Bullish Outlook and Price Targets
Analysts foresee gold's upward trajectory continuing, with COMEX gold potentially targeting the $5,500–$6,000 range and MCX futures pushing towards Rs 2 lakh per 10 grams within the next 12 months. Projections suggest prices could even reach $6,000 per ounce by late 2026, supported by consistent central bank and investor demand averaging 585 tonnes quarterly. This structural bull case remains firmly intact despite potential short-term volatility.
Key Demand Drivers
The rally is underpinned by robust demand from central banks, which are projected to purchase 700-900 tonnes annually. Geopolitical instability, particularly the ongoing West Asia conflict, continues to elevate gold's safe-haven appeal. Furthermore, a persistently weak U.S. dollar provides a significant tailwind. Investors are increasingly turning to gold as a diversifier against global debt concerns and volatile stock and bond markets. Mine production has recently dropped, exacerbating the supply-demand deficit.

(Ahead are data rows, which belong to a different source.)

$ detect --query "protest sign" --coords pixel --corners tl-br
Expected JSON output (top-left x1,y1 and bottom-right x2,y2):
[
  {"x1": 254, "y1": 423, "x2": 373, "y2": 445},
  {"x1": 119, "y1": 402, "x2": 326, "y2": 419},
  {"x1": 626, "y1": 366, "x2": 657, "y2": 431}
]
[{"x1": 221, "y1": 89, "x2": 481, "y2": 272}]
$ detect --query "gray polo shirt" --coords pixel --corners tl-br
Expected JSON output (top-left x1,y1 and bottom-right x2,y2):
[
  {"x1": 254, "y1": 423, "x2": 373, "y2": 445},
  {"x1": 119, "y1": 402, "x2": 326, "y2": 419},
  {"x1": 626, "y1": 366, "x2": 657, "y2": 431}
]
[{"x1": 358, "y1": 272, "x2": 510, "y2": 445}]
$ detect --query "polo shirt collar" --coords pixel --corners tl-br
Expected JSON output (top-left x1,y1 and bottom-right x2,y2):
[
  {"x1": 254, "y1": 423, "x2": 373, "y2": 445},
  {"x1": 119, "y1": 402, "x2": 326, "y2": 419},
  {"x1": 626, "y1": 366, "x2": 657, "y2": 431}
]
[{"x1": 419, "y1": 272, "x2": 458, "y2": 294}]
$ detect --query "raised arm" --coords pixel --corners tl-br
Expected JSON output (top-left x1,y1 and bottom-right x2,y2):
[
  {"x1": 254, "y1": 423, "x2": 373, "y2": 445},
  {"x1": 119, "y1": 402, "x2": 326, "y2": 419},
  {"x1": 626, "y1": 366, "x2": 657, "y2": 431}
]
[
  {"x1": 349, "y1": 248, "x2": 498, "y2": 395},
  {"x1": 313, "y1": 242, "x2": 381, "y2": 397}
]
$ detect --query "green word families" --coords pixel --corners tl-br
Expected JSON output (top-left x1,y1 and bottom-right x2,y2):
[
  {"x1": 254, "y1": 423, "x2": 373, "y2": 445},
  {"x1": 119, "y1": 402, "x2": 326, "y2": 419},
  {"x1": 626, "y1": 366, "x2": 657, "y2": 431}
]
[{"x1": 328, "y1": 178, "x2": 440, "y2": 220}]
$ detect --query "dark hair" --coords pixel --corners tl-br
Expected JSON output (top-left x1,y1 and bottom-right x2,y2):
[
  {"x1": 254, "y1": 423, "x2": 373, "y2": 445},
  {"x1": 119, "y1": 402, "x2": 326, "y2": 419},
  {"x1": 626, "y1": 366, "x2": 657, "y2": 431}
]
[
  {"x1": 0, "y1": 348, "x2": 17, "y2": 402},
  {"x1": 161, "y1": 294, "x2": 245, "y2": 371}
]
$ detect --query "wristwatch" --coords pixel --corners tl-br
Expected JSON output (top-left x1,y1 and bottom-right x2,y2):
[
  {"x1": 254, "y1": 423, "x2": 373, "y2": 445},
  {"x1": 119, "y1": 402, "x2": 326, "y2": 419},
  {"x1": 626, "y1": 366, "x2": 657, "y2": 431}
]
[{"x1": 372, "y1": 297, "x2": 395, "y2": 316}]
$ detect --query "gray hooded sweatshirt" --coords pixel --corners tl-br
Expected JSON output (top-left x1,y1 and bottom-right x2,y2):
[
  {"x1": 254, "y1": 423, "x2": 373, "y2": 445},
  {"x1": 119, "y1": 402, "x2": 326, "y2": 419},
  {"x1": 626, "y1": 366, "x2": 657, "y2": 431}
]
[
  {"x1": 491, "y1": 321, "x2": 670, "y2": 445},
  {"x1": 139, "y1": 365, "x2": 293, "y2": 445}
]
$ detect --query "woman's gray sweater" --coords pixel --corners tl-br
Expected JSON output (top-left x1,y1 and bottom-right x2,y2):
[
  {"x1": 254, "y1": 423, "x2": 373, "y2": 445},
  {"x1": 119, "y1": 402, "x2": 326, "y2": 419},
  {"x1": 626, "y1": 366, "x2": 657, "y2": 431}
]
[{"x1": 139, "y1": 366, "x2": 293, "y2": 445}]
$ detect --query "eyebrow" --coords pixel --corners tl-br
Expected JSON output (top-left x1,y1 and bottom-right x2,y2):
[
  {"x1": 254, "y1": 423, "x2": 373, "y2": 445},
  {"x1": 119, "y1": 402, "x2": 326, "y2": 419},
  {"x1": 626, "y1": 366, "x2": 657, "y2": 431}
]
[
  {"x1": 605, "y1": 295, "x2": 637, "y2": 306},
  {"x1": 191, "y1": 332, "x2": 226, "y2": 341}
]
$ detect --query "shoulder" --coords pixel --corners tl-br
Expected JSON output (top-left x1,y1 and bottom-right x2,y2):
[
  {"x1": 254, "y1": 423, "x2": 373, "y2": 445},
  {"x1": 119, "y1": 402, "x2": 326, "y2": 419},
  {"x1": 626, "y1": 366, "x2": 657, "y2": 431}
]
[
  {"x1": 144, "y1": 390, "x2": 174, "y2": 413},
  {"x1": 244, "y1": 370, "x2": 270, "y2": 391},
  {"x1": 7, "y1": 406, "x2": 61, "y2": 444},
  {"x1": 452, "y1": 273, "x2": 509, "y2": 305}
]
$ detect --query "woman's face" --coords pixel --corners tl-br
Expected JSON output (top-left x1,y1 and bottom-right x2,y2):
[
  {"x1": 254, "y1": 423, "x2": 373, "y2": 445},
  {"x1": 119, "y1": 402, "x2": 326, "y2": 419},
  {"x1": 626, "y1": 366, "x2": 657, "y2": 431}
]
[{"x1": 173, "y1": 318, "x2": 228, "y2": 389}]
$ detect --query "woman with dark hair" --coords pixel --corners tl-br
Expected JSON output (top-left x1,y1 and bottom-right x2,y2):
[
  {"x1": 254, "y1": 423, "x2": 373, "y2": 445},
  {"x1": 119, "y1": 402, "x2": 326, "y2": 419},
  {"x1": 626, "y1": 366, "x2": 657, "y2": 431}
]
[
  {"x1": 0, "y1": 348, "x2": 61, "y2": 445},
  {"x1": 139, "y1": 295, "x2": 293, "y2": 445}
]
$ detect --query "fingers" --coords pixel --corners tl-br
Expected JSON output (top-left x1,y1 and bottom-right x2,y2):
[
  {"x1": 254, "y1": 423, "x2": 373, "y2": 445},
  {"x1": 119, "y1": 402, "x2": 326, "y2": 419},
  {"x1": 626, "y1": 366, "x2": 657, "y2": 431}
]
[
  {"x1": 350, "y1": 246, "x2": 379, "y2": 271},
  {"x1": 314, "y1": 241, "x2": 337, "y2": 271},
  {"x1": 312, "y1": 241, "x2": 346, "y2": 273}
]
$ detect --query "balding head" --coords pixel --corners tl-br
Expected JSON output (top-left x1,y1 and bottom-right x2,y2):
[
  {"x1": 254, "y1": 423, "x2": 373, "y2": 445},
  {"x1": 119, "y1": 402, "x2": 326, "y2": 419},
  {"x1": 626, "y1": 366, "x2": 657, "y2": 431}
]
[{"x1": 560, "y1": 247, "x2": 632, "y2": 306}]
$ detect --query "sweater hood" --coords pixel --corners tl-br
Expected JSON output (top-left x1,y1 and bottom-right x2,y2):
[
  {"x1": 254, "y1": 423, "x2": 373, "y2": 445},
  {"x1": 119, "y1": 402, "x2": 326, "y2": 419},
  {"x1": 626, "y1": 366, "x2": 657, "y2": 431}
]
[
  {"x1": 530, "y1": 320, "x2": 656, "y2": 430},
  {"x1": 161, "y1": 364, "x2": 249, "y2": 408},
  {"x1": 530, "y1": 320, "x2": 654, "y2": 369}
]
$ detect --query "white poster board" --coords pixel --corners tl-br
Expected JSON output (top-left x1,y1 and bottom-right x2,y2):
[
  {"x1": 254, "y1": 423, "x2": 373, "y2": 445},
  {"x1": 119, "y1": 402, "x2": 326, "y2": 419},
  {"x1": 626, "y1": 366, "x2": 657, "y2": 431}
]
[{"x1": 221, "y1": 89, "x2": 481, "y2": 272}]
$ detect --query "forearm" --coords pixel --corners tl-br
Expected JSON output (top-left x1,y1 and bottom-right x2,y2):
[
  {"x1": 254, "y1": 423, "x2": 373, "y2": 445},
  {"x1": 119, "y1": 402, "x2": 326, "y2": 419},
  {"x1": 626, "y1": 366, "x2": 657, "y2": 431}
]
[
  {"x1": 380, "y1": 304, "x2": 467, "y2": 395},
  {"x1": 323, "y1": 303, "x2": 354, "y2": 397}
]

Emerging Headwinds and Investor Strategy
However, headwinds exist. A hawkish shift by the U.S. Federal Reserve, leading to higher interest rates, could strengthen the dollar and diminish gold's appeal. The resolution of conflicts could also deflate the 'fear premium' embedded in current prices. In India, a reinstated 15% import duty is suppressing physical demand and creating a domestic premium over international prices, favoring digital gold and ETFs. Experts strongly recommend avoiding lump-sum investments given the stretched sentiment and potential for consolidation. A staggered allocation approach, maintaining 10-15% portfolio exposure to gold, is advised for long-term resilience.